Staying the Course
US
USD retraced most of Monday’s big gains as easing US inflation in April lowers the bar for the Fed to cut rates again. However, the US CPI data has yet to capture the looming inflation risks from higher tariffs. The US average effective tariff rate is estimated to have increased from roughly 2% to 18% as of May 12, the highest since 1934. And, a Dallas Fed survey of Texas business executives found that 55% of respondents expect to pass through most or all of the costs from higher tariffs to customers.
As such, the Fed is unlikely to shift away anytime soon from its no hurry to resume easing script.
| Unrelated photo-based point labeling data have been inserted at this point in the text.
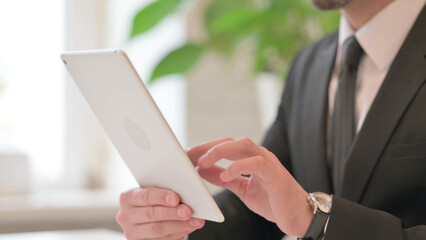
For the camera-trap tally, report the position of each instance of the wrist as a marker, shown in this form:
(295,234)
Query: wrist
(321,207)
(306,218)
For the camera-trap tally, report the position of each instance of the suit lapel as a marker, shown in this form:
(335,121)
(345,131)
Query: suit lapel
(315,115)
(405,77)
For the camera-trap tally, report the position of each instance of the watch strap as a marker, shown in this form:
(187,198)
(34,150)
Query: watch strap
(316,228)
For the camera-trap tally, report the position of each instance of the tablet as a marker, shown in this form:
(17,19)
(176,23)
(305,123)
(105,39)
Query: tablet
(136,127)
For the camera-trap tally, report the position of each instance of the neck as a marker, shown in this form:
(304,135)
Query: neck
(359,12)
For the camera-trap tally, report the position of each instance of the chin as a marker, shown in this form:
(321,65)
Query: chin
(330,4)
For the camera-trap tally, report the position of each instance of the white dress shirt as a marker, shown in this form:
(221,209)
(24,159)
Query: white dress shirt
(380,38)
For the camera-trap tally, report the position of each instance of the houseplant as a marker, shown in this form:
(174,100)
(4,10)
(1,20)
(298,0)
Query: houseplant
(276,28)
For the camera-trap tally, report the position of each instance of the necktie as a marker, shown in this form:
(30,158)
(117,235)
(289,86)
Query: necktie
(343,119)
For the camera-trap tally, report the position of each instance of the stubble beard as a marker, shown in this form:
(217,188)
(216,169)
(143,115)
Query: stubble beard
(330,4)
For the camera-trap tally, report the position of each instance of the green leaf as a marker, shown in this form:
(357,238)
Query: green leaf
(178,61)
(233,21)
(152,14)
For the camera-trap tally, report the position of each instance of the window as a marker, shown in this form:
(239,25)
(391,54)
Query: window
(32,79)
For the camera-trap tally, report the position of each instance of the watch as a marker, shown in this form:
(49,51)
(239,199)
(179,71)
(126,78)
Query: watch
(321,205)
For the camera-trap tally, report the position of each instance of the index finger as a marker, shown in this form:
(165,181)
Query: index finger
(231,150)
(196,152)
(142,197)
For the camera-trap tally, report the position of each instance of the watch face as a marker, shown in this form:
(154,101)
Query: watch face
(323,201)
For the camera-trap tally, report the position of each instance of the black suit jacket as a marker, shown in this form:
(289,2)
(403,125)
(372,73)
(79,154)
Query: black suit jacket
(383,193)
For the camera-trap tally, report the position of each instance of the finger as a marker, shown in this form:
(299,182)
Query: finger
(213,173)
(163,229)
(197,151)
(141,197)
(231,150)
(176,236)
(257,165)
(148,214)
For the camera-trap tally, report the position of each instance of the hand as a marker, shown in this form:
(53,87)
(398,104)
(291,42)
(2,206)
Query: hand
(154,213)
(270,190)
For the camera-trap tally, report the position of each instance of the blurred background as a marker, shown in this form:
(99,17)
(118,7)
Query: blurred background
(215,67)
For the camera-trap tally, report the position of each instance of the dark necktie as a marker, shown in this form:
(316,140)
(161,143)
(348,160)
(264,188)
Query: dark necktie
(343,120)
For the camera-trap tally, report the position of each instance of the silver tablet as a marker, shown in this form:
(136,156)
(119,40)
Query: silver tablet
(136,127)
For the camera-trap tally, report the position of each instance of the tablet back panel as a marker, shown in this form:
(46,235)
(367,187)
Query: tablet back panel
(136,127)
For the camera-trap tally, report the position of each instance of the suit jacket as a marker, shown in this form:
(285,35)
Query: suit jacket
(383,191)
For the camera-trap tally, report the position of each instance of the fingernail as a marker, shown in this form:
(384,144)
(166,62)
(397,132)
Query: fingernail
(170,199)
(194,222)
(182,212)
(224,176)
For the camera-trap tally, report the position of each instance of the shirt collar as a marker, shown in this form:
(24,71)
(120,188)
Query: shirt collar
(382,36)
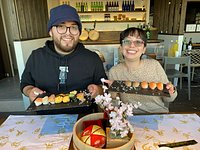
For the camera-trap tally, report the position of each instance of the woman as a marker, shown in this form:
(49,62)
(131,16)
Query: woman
(132,46)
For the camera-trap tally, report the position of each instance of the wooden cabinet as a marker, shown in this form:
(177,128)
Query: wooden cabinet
(167,16)
(113,16)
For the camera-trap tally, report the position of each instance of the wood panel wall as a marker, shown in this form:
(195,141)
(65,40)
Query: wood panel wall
(167,16)
(32,18)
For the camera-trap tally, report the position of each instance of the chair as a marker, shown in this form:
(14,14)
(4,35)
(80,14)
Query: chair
(195,59)
(174,73)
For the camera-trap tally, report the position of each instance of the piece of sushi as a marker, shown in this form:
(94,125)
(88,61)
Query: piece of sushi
(80,96)
(66,99)
(128,83)
(136,84)
(45,100)
(58,99)
(160,86)
(38,101)
(152,85)
(51,99)
(144,84)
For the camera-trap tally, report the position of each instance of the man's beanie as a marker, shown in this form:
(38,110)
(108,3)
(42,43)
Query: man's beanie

The Fed’s cautions guidance offers USD some near-term support. Nonetheless, the fundamental backdrop remains difficult for USD for three reasons: (i) the Trump administration implicitly supports a weaker dollar, (ii) the US economy faces stagflation risk, and (iii) US policy credibility has been undermined by the trade war.
Fed speakers today: Governor Christopher Waller (10:15am London), Vice Chair Philip Jefferson (2:10pm London), San Francisco Fed President Mary Daly (non-voter) (10:40pm London), and Chicago Fed President Austan Goolsbee (FOMC voter).
SWEDEN
SEK is trading in a tight range versus USD and EUR. SEK will likely ignore the Riksbank’s minutes from the May 8 policy meeting (8:30am London). At that meeting, the Riksbank kept rates steady at 2.25%, as expected. However, it was a dovish hold as the bank warned that more easing may be in the pipeline after signaling in March that it was done easing. Specifically, the Riksbank stressed that “it is somewhat more probable that inflation will be lower than that it will be higher than in the March forecast. This could suggest a slight easing of monetary policy going forward.” The swaps market is pricing in 25bps of easing over the next 12 months.
AUSTRALIA
AUD/USD is consolidating just above its 200-day moving average at 0.6456. Australia wage growth was firmer than anticipated in Q1. The Wage Price Index (WPI) rose 0.9% q/q (consensus: 0.8%) vs. 0.7% in Q4. Annually, WPI unexpectedly increased 3.4% (consensus: 3.2%) vs. 3.2% in Q4 driven by higher public sector wage growth. Public sector wage growth rose 3.6% y/y vs. 2.9% in Q4 reflecting new state-based enterprise agreements. Private sector wage growth printed at 3.3% y/y in Q1, same as in Q4. RBA cash rate futures continue to fully price-in a 25bps cut to 3.85% at the May 20 RBA policy meeting.